You are viewing a plain text version of this content. The canonical link for it is here.
Posted to commits@pinot.apache.org by GitBox <gi...@apache.org> on 2020/08/18 15:14:24 UTC

[GitHub] [incubator-pinot] cyrilou242 commented on pull request #5868: [TE] Added support for BigQuery as data source

cyrilou242 commented on pull request #5868:
URL: https://github.com/apache/incubator-pinot/pull/5868#issuecomment-675540235


   Sadly BigQuery does not have a mock server.
   It's possible to test on some public, free (up to 1Tb) databases.
   
   ### Requirements:
   Having a GCP project (named `test-project` below) with the BigQuery API activated.

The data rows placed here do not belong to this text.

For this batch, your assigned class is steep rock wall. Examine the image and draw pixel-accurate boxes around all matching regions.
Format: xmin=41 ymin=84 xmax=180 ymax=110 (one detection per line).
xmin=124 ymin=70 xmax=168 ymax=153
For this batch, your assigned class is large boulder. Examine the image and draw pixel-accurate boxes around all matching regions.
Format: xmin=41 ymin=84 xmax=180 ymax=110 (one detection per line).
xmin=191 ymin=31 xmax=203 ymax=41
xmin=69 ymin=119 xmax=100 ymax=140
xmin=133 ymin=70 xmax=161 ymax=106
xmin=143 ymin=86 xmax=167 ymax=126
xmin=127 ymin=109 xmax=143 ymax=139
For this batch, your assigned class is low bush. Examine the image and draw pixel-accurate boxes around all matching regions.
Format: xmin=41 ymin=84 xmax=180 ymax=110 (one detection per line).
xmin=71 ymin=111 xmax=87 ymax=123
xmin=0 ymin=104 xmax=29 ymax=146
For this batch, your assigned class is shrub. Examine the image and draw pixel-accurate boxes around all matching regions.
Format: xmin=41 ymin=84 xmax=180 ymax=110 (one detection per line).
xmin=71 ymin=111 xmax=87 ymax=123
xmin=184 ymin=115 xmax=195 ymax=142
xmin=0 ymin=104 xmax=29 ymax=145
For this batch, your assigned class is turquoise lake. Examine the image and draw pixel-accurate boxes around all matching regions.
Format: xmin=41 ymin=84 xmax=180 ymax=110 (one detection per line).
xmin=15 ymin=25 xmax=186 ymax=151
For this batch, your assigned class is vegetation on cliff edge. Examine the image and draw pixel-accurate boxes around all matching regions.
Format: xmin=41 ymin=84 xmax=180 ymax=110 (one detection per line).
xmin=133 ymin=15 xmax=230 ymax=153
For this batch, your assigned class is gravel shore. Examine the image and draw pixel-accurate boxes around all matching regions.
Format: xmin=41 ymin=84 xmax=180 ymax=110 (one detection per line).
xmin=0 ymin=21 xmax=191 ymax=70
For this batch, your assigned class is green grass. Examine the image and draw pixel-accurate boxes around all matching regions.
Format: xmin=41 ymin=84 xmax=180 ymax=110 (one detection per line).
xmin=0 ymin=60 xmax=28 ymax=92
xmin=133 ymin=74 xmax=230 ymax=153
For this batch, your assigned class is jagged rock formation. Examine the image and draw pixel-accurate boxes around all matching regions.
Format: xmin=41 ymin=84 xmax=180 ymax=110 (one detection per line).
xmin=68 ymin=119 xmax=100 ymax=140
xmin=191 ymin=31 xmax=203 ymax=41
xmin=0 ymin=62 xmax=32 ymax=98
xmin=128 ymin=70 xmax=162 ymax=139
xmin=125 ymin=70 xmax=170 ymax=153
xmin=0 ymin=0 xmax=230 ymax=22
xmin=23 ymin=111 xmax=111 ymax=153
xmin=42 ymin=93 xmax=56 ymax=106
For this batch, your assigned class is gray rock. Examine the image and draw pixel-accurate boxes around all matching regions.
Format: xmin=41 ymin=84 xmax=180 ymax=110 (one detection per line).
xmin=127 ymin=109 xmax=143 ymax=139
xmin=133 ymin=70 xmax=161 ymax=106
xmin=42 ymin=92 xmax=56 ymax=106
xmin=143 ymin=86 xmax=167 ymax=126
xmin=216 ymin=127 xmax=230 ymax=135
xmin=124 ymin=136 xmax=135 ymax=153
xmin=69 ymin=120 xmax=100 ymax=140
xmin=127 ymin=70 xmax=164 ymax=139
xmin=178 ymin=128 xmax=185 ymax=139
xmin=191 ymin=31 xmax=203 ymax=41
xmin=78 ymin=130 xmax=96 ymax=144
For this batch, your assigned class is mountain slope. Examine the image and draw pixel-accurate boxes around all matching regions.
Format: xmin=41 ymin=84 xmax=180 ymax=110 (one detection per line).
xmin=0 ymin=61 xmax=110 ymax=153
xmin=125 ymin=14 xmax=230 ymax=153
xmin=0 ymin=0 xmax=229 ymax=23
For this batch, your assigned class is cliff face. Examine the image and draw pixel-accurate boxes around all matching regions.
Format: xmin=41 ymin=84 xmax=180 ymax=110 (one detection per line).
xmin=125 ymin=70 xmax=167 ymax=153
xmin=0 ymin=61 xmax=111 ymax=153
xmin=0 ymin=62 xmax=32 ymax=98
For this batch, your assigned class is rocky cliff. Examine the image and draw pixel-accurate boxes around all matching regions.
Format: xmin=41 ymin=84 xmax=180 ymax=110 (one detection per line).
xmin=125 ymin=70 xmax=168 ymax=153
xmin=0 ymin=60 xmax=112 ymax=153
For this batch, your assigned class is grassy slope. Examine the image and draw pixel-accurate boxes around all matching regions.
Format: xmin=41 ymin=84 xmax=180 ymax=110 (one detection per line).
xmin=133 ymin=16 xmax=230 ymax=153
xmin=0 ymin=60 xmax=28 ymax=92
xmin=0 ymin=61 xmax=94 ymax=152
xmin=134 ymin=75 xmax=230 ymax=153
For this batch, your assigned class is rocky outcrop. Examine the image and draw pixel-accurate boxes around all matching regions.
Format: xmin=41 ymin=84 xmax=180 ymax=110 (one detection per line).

See "Before you begin" step here:  
   https://cloud.google.com/bigquery/docs/quickstarts/quickstart-command-line#before-you-begin
   
   ### Prepare the config file
   Create the relevant `data-sources-config.yml`:
   ```yaml
   dataSourceConfigs:
     - className: org.apache.pinot.thirdeye.datasource.sql.SqlThirdEyeDataSource
       properties:
         BigQuery:
           - db:
               test: jdbc:bigquery://https://www.googleapis.com/bigquery/v2;ProjectId=test-project;OAuthType=3;
             driver: com.simba.googlebigquery.jdbc42.Driver
   ```
   Here for this quickstart the authentication method used is the application default credentials. 
   If the cloud sdk was installed normally, it should authenticate as the user of the project without problems.
   See https://www.simba.com/products/BigQuery/doc/JDBC_InstallGuide/content/jdbc/bq/authenticating/appdefaultcred.htm
   
   ### Launch thirdeye
   `./run-frontend.sh`
   
   ### Create a metric using a public dataset:  
   Querying the table on the following columns will amount for 52Kb of data at each query.  
   The first 1Tb per month is free so it should be ok.  
   See https://cloud.google.com/bigquery/public-data
   
   Go to http://localhost:1426/app/#/self-serve/import-sql-metric  and create the metric
   ```
   Table name: `bigquery-public-data.google_analytics_sample.ga_sessions_20170701`  (keep the backticks) 
   TimeColumn: visitStartTime
   Timezone: UTC
   Time Format: EPOCH
   Time granularity: 1  SECONDS
   
   Dimension 0: device.browser
   
   Metrics 0: totals.pageviews
   Aggregation Method: SUM
   ```
   
   ###  Test
   Go to root cause analysis and select your metric http://localhost:1426/app/#/rootcause
   
   Let me know if integration tests are mandatory and/or if I should add the public dataset example in the doc.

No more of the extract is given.